In Übereinstimmung mit der herrschenden obergerichtlichen Rechtsprechung führt das OLG Hamm (Urteil vom 15.06.2012 - III-2 RBs 50/12) aus:
"Zum objektiven Tatbestand des § 24 a Abs. 2 StVG gehört lediglich das Führen eines Kraftfahrzeugs unter der Wirkung eines in der Anlage zu dieser Vorschrift genannten berauschenden Mittels - hier Cannabis - im Straßenverkehr. Eine „Wirkung“ im Sinne der Vorschrift liegt vor, wenn eine in der Anlage genannte Substanz, wozu Tetrahydrocannabinol (THC) gehört, im Blut nachgewiesen wird (§ 24 a Abs. 2 StVG), und zwar in einer Konzentration, die mindestens den analytischen Grenzwert erreicht, der bei THC 1 ng/ml beträgt (zu vgl. BVerfG NJW 2005, 349; OLG Hamm NStZ 2005, 709; Eisenmenger in NZV 2006, 24 - 27 (25)). Der Betroffene hat nach den insoweit nicht zu beanstandenden Feststellungen des Amtsgerichts ein Kleinkraftrad im Straßenverkehr geführt und hierbei mit den analytischen Grenzwert überschreitenden 1,8 ng/ml THC im Blut unter der Wirkung von Cannabis gestanden.
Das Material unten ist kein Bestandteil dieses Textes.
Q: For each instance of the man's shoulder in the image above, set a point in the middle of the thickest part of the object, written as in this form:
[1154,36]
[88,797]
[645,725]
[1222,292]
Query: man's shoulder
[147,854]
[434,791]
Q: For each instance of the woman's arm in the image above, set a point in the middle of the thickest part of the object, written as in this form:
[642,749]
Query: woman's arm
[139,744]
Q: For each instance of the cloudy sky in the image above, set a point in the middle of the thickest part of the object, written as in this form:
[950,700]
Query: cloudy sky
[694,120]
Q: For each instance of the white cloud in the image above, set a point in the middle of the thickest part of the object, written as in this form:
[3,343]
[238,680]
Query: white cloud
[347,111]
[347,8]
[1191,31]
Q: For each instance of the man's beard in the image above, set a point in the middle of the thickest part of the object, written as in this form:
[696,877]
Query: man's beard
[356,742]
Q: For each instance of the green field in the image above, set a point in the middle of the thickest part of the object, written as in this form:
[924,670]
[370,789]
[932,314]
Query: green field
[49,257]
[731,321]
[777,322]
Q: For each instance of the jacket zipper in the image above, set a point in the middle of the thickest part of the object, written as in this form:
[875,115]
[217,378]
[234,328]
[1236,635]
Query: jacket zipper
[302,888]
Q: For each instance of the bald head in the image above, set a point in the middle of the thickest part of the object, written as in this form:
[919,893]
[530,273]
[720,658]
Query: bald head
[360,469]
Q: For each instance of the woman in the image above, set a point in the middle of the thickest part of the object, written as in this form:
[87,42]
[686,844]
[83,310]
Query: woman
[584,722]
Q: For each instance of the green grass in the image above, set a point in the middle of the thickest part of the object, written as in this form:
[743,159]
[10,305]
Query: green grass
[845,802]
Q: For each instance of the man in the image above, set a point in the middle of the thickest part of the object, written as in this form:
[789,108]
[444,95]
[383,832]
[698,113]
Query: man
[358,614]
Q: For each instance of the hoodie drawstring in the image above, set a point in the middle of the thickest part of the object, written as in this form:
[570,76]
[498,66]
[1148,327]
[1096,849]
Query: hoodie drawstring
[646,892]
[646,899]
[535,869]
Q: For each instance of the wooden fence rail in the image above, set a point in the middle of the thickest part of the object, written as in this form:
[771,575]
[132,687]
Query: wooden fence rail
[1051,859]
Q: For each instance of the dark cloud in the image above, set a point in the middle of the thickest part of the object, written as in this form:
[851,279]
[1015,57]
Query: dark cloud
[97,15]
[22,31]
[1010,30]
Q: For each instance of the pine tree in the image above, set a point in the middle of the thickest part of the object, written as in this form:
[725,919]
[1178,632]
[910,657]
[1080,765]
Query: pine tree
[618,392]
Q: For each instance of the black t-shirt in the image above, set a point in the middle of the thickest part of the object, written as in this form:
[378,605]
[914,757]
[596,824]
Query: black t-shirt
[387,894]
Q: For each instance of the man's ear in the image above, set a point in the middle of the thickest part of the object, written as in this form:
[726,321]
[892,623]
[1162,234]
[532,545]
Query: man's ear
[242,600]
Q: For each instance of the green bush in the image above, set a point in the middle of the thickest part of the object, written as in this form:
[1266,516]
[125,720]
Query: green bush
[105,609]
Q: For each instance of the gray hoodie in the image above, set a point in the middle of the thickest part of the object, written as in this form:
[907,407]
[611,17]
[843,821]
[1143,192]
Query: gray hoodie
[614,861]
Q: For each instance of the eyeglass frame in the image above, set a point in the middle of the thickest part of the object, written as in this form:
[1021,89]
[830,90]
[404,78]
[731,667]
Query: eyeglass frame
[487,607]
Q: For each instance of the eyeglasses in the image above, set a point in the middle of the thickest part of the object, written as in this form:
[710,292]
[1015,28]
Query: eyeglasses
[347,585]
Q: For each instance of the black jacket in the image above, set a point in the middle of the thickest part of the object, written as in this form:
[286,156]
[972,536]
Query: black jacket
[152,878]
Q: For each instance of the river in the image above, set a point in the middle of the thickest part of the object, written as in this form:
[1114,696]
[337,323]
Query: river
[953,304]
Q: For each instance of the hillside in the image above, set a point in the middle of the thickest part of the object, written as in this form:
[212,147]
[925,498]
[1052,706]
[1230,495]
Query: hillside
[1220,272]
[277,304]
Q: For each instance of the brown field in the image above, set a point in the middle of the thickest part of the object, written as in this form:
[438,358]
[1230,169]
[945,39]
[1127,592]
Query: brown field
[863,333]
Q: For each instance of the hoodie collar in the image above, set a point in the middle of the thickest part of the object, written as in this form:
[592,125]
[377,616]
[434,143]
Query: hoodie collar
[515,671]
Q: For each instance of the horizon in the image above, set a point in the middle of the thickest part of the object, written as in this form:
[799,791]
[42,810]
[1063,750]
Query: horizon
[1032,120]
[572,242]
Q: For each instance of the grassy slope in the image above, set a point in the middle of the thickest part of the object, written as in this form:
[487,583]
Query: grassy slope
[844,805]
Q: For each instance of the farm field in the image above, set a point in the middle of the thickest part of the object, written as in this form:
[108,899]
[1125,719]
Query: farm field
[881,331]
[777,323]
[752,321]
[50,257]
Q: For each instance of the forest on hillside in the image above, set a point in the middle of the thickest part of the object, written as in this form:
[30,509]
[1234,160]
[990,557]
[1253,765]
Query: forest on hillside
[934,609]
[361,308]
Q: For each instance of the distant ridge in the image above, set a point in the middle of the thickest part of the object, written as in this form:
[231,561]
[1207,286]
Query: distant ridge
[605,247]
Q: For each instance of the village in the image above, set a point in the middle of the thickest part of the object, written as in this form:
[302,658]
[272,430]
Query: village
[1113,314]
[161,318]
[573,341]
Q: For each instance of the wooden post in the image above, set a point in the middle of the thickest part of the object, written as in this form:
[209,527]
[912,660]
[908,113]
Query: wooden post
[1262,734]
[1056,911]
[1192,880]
Die Ausführungen, mit denen der Tatrichter die Annahme unterlegt, der Betroffene habe den Tatbestand fahrlässig (§§ 24 a Abs. 3 StVG, 10 OWiG) verwirklicht, sind indes nicht geeignet, den Schuldspruch in subjektiver Hinsicht zu tragen. Fahrlässiges Handeln i. S. des § 10 OWiG liegt vor, wenn der Täter die Sorgfalt, zu der er nach den Umständen und seinen persönlichen Fähigkeiten verpflichtet und im Stande ist, außer Acht lässt und deshalb entweder die Tatbestandsverwirklichung nicht erkennt bzw. nicht voraussieht - unbewusste Fahrlässigkeit - oder die Möglichkeit einer Tatbestandsverwirklichung zwar erkennt, aber mit ihr nicht einverstanden ist und ernsthaft darauf vertraut, diese werde nicht eintreten - bewusste Fahrlässigkeit (zu vgl. Göhler, OWiG, 15. Aufl., § 10 Rdnr. 6). Bezogen auf den Tatbestand des § 24 a Abs. 2 StVG bedeutet dies, dass dem Betroffenen nachzuweisen ist, dass er die Möglichkeit fortdauernder Wirkung des Cannabiskonsums entweder erkannt hat oder zumindest hätte erkennen können und müssen (zu vgl. OLG Hamm a.a.O.; OLG Saarbrücken NZV 2007, 320). Fahrlässig handelt danach, wer in zeitlicher Nähe zum Fahrtantritt Cannabis konsumiert hat und sich dennoch an das Steuer seines Fahrzeugs setzt, ohne sich bewusst zu machen, dass der Rauschmittelwirkstoff noch nicht vollständig unter den analytischen Grenzwert abgebaut ist (zu vgl. OLG Hamm a.a.O.; OLG Saarbrücken a.a.O.). Nicht erforderlich ist, dass sich der Betroffene einen „spürbaren“ oder „messbaren“ Wirkstoffeffekt vorgestellt hat oder zu einer entsprechenden exakten physiologischen und biochemischen Einordnung in der Lage war, zumal ein Kraftfahrer die Unberechenbarkeit von Rauschdrogen in Rechnung zu stellen hat (zu vgl. OLG Saarbrücken, NJW 2007, 309)."








Gliederung:





Allgemeines:

  • Rauschfahrt - drogenbedingte Fahruntüchtigkeit

  • Die Teilnahme am Straßenverkehr unter Drogeneinfluss

  • Wirkungs- und Nachweisdauer von Drogen

  • Die Auswirkungen von Drogen auf die Fahrtüchtigkeit

  • Unbewusster Konsum von Drogen

  • Cannabis im Straf- und OWi-Recht

  • KG Berlin v. 05.06.2009:
    Fahrlässig handelt, wer in zeitlicher Nähe zum Fahrtantritt Cannabis konsumiert hat und sich dennoch an das Steuer eines Fahrzeugs setzt, ohne sich bewusst zu machen, dass der Rauschmittelstoff noch nicht vollständig unter den analytischen Grenzwert von 1 ng/ml abgebaut ist. Nicht erforderlich ist, dass sich der Betroffene einen spürbaren oder messbaren Wirkstoffeffekt vorgestellt hat oder zu einer entsprechenden exakten physiologischen und biochemischen Einordnung in der Lage war, zumal ein Kraftfahrer die Unberechenbarkeit von Rauschdrogen in Rechnung zu stellen hat. An der Erkennbarkeit der Wirkung des Rauschmittels kann es indes fehlen, wenn zwischen dem Zeitpunkt des Drogenkonsums und der Fahrt längere Zeit vergeht.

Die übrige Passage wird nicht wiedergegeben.